LeapFrog: The Rowhammer Instruction Skip Attack

Since its inception, Rowhammer exploits have rapidly evolved into increasingly sophisticated threats not only compromising data integrity but also the control flow integrity of victim processes. Nevertheless, it remains a challenge for an attacker to identify vulnerable targets (i.e., Rowhammer gadgets), understand the outcome of the attempted fault, and formulate an attack that yields useful results. In this paper, we present a new type of Rowhammer gadget, called a LeapFrog gadget, which, when present in the victim code, allows an adversary to subvert code execution to bypass a critical piece of code (e.g., authentication check logic, encryption rounds, padding in security protocols). The Leapfrog gadget manifests when the victim code stores the Program Counter (PC) value in the user or kernel stack (e.g., a return address during a function call) which, when tampered with, re-positions the return address to a location that bypasses a security-critical code pattern. This research also presents a systematic process to identify Leapfrog gadgets.
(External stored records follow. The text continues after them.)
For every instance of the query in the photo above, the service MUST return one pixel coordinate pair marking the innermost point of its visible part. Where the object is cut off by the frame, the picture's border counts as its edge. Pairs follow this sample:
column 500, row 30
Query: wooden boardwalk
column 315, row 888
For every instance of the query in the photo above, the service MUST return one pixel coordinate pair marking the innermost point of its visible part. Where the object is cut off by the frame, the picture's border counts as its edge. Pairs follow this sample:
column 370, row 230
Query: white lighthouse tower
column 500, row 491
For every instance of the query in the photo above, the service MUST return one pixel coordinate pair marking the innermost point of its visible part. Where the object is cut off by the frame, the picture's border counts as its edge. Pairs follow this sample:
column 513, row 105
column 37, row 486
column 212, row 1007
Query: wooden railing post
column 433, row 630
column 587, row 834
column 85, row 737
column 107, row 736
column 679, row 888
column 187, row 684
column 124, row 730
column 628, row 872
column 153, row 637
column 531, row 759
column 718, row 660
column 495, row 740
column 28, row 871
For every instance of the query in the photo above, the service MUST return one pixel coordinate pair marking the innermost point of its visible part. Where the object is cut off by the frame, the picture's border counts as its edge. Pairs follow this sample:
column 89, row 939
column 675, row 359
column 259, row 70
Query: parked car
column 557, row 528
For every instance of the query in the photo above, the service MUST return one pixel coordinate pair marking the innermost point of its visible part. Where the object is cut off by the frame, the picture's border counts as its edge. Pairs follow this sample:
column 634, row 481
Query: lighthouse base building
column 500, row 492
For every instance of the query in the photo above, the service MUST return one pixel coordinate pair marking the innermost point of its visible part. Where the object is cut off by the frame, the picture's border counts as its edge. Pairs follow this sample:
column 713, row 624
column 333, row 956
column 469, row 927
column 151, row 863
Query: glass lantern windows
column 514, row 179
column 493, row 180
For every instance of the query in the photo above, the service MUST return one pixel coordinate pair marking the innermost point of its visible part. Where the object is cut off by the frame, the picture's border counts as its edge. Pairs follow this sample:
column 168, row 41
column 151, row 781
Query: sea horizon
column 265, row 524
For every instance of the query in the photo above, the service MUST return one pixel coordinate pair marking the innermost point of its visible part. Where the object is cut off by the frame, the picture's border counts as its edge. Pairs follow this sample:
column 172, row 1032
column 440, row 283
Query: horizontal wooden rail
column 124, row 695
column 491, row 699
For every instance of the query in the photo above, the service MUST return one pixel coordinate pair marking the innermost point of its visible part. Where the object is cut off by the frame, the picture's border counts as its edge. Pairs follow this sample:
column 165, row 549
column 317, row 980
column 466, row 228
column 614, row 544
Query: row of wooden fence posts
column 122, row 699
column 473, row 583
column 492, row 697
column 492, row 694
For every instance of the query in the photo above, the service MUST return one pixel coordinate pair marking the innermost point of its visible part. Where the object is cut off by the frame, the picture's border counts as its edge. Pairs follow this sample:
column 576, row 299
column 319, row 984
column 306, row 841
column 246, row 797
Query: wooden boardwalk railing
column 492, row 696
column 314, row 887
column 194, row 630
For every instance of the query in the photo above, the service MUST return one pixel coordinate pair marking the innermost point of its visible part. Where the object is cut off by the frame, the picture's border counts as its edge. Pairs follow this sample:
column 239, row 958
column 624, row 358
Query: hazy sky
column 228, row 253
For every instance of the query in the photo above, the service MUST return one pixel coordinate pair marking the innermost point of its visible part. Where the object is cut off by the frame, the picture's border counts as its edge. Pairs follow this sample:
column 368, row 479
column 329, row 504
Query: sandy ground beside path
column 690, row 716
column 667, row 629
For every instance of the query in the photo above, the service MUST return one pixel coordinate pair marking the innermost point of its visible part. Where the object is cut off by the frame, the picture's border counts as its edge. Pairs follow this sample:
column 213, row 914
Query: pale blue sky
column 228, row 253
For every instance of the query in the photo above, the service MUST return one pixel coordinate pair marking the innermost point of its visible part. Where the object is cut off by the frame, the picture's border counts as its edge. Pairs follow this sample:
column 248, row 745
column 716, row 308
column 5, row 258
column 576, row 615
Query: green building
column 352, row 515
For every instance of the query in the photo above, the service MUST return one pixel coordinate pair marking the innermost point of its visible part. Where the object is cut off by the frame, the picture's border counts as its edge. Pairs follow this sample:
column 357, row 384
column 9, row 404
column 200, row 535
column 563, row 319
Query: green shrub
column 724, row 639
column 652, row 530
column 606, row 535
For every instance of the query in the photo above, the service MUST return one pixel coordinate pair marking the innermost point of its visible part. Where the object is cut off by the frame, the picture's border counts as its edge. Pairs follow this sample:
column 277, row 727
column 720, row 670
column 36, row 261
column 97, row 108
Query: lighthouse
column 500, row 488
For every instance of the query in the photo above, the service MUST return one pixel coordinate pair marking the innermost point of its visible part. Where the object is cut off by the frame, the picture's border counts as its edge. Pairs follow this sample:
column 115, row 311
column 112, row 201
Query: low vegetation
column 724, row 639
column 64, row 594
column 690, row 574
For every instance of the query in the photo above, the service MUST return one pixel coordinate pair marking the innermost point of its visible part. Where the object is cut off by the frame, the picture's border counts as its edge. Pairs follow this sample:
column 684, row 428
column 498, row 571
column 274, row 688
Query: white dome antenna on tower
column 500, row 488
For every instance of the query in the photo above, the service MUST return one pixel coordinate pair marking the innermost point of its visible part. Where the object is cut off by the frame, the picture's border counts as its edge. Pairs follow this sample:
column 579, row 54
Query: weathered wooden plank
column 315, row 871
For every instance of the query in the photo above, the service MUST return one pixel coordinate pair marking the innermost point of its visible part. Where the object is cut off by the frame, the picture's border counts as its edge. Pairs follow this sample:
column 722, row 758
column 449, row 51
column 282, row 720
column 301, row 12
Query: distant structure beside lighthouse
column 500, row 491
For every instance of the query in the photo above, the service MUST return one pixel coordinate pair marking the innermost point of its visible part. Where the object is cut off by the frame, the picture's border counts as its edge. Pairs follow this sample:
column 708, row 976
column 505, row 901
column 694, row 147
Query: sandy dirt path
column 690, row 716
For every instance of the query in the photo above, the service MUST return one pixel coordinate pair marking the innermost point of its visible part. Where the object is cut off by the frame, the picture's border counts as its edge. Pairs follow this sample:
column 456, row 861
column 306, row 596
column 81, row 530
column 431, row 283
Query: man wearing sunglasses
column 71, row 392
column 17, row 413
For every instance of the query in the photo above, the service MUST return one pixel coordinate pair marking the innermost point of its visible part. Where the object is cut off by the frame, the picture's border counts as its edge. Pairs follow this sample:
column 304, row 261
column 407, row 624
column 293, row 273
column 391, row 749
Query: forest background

This methodology enables the automated detection of susceptible targets and the determination of optimal attack parameters. We first showcase this new attack vector through a practical demonstration on a TLS handshake client/server scenario, successfully inducing an instruction skip in a client application. We then demonstrate the attack on real-world code found in the wild, implementing an attack on OpenSSL. Our findings extend the impact of Rowhammer attacks on control flow and contribute to the development of more robust defenses against these increasingly sophisticated threats.